La profezia di Balaam nell’Antico Testamento così annuncia la venuta del Messia: «Io lo vedo, ma non ora, io lo contemplo, ma non da vicino: una stella spunta da Giacobbe e uno scettro sorge da Israele, spezza le tempie di Moab e il cranio dei figli di Set».
La stella dunque viene citata nelle antiche profezie come manifestazione visibile del divino ma mai è descritta come una cometa dotata di coda luminosa. La stella presente nelle sacre rappresentazioni della Natività è sempre stata una “semplice stella” anche se un po’ più grande e più luminosa della altre. Così la dipinge anche Bartolo di Fredi a San Gimignano nella chiesa di Sant’Agostino fra il 1374 e il 1375 in un affresco posto in controfacciata.
Fu Giotto fra il 1303 e il 1305 ad inserire per la prima volta una cometa con tanto di scia luminosa nell’Adorazione dei Magi della Cappella degli Scrovegni a Padova in una scena dedicata all’Adorazione dei Magi. Una raffigurazione quasi “naturalistica” tanto da far supporre ad alcuni studiosi che Giotto avesse osservato e dipinto la cometa periodica di Halley che, secondo calcoli astronomici e testimonianze, sarebbe stata visibile il 25 ottobre del 1301.
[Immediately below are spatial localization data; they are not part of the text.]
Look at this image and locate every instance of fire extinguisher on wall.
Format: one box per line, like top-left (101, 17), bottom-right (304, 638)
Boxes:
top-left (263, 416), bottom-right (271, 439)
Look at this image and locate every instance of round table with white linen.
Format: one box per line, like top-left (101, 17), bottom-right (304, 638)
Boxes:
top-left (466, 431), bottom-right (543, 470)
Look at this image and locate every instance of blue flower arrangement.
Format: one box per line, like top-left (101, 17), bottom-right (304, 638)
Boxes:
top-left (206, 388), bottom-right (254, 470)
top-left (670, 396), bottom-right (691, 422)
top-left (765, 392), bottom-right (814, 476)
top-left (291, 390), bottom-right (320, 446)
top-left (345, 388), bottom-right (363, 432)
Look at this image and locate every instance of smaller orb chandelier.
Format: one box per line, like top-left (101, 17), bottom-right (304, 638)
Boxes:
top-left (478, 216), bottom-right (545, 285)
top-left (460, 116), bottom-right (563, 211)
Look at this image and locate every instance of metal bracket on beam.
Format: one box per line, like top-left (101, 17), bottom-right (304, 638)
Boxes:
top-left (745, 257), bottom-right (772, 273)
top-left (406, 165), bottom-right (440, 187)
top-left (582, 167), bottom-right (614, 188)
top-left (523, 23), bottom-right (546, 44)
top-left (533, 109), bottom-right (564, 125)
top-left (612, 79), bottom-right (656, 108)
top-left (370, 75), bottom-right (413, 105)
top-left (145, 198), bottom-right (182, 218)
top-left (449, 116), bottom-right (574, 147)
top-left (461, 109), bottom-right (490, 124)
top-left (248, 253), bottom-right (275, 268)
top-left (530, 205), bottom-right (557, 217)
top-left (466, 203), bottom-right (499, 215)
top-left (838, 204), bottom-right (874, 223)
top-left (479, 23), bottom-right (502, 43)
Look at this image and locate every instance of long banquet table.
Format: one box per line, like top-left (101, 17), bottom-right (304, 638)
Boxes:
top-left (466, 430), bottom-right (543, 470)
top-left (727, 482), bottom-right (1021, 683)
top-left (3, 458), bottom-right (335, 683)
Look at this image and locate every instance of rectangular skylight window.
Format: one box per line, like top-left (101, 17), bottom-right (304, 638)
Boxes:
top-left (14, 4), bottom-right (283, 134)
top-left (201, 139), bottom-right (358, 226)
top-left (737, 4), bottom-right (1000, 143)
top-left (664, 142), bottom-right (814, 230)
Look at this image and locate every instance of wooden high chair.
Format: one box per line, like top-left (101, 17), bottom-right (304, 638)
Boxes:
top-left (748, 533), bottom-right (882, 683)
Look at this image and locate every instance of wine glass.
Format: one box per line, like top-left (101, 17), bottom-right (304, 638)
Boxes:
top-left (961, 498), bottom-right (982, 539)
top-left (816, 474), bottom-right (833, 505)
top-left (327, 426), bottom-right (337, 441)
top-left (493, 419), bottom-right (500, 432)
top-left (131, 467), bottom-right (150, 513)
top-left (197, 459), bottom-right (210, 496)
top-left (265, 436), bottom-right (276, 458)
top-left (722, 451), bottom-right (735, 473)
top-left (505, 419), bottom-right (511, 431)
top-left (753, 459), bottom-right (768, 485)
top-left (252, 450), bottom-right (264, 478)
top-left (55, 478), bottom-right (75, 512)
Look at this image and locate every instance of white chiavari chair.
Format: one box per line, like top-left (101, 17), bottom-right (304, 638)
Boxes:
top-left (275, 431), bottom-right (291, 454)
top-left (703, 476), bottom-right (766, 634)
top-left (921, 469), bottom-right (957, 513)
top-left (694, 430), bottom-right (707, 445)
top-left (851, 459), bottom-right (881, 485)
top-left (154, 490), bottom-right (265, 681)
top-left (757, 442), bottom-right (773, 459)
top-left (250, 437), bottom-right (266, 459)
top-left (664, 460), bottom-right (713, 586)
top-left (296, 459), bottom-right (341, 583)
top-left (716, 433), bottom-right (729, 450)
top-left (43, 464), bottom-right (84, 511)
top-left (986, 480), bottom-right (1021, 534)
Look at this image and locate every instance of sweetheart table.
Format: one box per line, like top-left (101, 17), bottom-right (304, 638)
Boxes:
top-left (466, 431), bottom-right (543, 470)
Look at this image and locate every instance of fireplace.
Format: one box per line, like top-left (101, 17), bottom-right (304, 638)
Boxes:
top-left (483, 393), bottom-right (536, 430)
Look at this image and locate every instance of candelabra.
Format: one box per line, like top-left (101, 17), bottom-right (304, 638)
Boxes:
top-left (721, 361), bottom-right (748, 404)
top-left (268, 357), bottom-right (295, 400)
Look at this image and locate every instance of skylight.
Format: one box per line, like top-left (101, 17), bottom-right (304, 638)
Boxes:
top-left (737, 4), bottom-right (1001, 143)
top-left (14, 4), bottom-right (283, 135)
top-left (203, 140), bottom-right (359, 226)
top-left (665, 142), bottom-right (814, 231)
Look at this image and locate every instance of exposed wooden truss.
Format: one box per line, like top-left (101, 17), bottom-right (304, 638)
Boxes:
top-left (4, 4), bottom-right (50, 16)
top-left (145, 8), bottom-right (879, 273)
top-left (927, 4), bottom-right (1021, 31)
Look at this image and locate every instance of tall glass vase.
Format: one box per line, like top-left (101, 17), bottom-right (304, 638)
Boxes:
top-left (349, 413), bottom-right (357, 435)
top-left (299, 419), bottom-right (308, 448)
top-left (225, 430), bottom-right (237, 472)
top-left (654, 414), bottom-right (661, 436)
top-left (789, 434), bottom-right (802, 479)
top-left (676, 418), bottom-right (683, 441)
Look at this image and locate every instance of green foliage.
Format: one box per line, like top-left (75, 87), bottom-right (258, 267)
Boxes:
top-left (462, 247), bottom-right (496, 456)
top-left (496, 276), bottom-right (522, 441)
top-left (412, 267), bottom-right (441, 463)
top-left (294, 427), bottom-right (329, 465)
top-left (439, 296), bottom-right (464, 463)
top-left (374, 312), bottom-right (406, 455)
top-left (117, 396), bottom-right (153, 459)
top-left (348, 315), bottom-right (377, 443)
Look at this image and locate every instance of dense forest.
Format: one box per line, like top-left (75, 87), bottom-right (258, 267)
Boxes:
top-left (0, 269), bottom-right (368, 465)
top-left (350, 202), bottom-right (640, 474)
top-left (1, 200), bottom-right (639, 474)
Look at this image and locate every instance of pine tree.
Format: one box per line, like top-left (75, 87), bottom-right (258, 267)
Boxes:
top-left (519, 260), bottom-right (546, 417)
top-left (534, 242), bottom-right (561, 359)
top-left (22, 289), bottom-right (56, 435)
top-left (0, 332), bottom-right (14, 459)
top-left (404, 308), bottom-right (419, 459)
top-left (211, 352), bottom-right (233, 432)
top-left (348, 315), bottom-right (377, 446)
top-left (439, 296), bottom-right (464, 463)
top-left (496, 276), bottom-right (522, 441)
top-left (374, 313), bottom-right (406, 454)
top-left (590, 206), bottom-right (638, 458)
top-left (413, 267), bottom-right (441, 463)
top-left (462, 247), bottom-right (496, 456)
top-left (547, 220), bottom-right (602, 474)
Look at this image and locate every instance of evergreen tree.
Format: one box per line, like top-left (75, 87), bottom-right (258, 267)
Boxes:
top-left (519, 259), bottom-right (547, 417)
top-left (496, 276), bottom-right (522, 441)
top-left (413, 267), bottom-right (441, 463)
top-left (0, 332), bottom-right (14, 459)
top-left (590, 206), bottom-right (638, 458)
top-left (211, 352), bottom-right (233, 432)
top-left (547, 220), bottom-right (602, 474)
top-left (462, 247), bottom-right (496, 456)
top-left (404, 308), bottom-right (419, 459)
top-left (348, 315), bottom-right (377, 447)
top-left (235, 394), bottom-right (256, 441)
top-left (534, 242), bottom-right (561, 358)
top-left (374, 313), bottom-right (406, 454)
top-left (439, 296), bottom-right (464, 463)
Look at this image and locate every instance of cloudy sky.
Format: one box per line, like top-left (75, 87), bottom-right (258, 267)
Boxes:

Altri invece ritengono impossibile che si potesse vedere la cometa così dettagliatamente ad occhio nudo come l’ha dipinta Giotto e che quindi il pittore si sarebbe ispirato alla descrizione della stella presente nel Vangelo di Matteo: «Gesù nacque a Betlemme di Giudea, al tempo del re Erode. Alcuni Magi giunsero da oriente a Gerusalemme e domandavano: “Dov’è il re dei Giudei che è nato? Abbiamo visto sorgere la sua stella, e siamo venuti per adorarlo” (…) Udite le parole del re, essi partirono. Ed ecco la stella, che avevano visto nel suo sorgere, li precedeva, finché giunse e si fermò sopra il luogo dove si trovava il bambino. Al vedere la stella, essi provarono una grandissima gioia» (Matteo 2, 1-12).